The contraction speeds ranged from 15°/s to 247.5°/s (4.32 rad/s) for the evaluation of the concentric mode and 60 to 180°/s for the eccentric mode.
To classify the strength of reliability, we used the scale proposed by Landis and Koch [19]: 0 represents poor reliability, 0.01–0.20 slight reliability, 0.21–0.40 regular reliability, 0.41–0.60 moderate reliability, 0.61–0.80 substantial reliability, and 0.81–1.00 very high (almost perfect) reliability.

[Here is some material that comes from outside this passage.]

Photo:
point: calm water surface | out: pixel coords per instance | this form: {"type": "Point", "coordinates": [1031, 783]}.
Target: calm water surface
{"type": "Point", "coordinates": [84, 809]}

All selected articles presented strength measurements for both knee flexion and extension in the concentric mode. Of these, only three [4, 5, 11] analyzed knee flexion and extension in the eccentric mode as well. Four studies [2, 5, 11, 12] included tests on both dominant and non-dominant legs. Studies found substantial and very high (almost perfect) reliability for all analyses, regardless of movement, speed, type of contraction, evaluation of the dominant or non-dominant leg, and whether the participants had CP or not.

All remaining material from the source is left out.